Улыбка шевельнула складки кожи, и добрые выцветшие глаза глядели, ничего не видя перед собой, подернутые дымкой вдохновения. Неугасимая, тлевшая, как последняя искра, надежда, что не все еще потеряно, что совершится чудо, и он еще споет своим прежним голосом, гордость артиста, отчаяние, ужас напрягали все его душевные силы.
Ее в грязи он подобрал!Да, в грязи. Сострадание, жалость, любовь разлились на этом добром, голом, в морщинах лице.
Чтоб все достать ей, красть он стал… Она плясала, пила вино и над безумцем хохотала!..Он хохотал. Он хохотал, закатив добрые глаза, и его большой рот и голые складки лица потянулись к большим, торчавшим в разные стороны ушам.

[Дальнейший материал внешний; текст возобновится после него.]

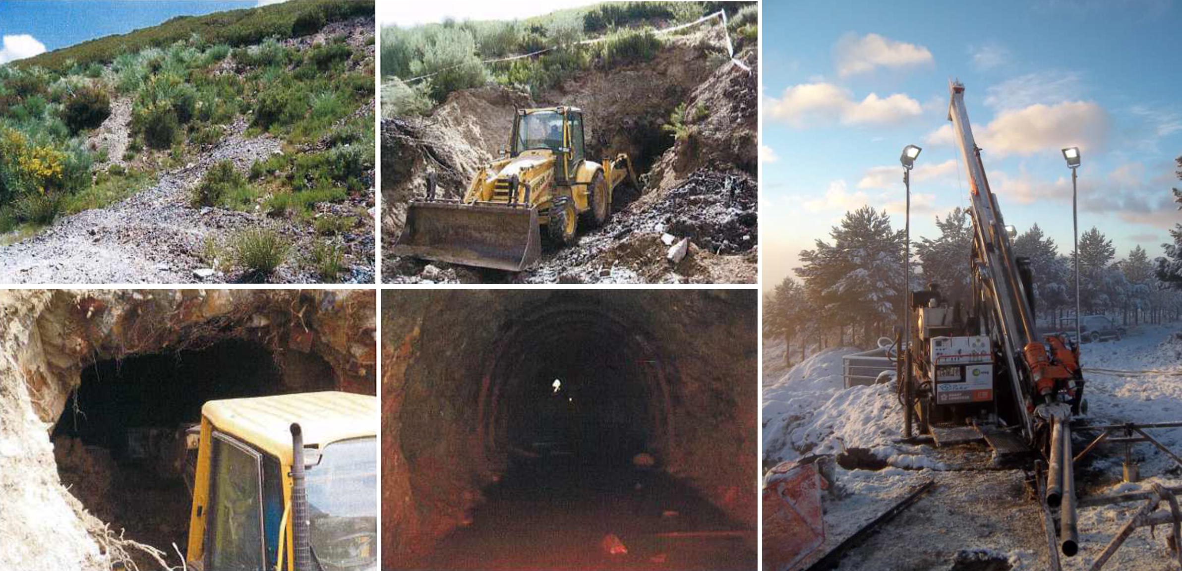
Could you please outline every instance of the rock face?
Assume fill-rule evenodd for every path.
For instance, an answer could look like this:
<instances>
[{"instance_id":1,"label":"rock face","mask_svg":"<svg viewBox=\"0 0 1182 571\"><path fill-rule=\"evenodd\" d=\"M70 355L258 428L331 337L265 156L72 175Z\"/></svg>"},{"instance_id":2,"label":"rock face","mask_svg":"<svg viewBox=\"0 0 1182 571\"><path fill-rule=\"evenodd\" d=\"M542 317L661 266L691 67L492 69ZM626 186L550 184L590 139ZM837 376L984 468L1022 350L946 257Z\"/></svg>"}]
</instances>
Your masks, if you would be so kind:
<instances>
[{"instance_id":1,"label":"rock face","mask_svg":"<svg viewBox=\"0 0 1182 571\"><path fill-rule=\"evenodd\" d=\"M299 377L293 355L314 353L339 390L374 394L375 301L361 290L0 292L0 569L111 569L104 524L61 486L50 442L83 369L246 339L294 368L284 376Z\"/></svg>"},{"instance_id":2,"label":"rock face","mask_svg":"<svg viewBox=\"0 0 1182 571\"><path fill-rule=\"evenodd\" d=\"M470 520L546 375L602 385L591 402L622 437L597 453L642 452L753 526L754 292L387 291L382 335L383 569ZM628 439L639 449L599 450Z\"/></svg>"}]
</instances>

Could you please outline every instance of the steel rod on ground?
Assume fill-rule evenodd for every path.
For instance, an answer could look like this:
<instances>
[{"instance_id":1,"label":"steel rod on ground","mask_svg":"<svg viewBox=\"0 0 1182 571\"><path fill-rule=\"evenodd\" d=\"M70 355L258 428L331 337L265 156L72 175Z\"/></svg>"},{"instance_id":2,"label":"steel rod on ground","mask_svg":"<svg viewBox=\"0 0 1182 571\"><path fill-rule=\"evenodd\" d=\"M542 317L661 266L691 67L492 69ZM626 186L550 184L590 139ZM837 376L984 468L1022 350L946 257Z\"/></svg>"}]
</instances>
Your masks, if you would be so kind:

Сотрудник сидел как на угольях. Он каждую секунду ждал, что гомерический неудержимый хохот потрясет театр от партера до галереи, опустил глаза и не смел поднять их на этого доброго человека. Если бы он пел обыкновенно, как поют безголосые, публика прослушала бы молча, поскучала бы, и все. Но он старался, он вкладывал душу в свой хриповатый козлиный речитатив, сопровождавшийся шумом тяжелого дыхания, как в граммофоне, и это было ужасно. Не расхохотаться было невозможно.
Сотрудник робко, со страхом поднял глаза. Весь театр не шевелился и молчал, как мертвый.
Публика, обычно не церемонившаяся с артистами и очень экспансивно высказывавшая свои впечатления, теперь молчала. Очевидно, чувствовали, что на сцене разыгрывалась какая-то драма.
Об этом человеке, так страшно улыбавшемся добрым морщинистым лицом, демонически хохотавшем, можно было сказать: «Смейся, паяц…»
Когда на другой день в газете появилась заметка о прекрасном исполнении «Ее в грязи он подобрал», рецензента подняли на смех.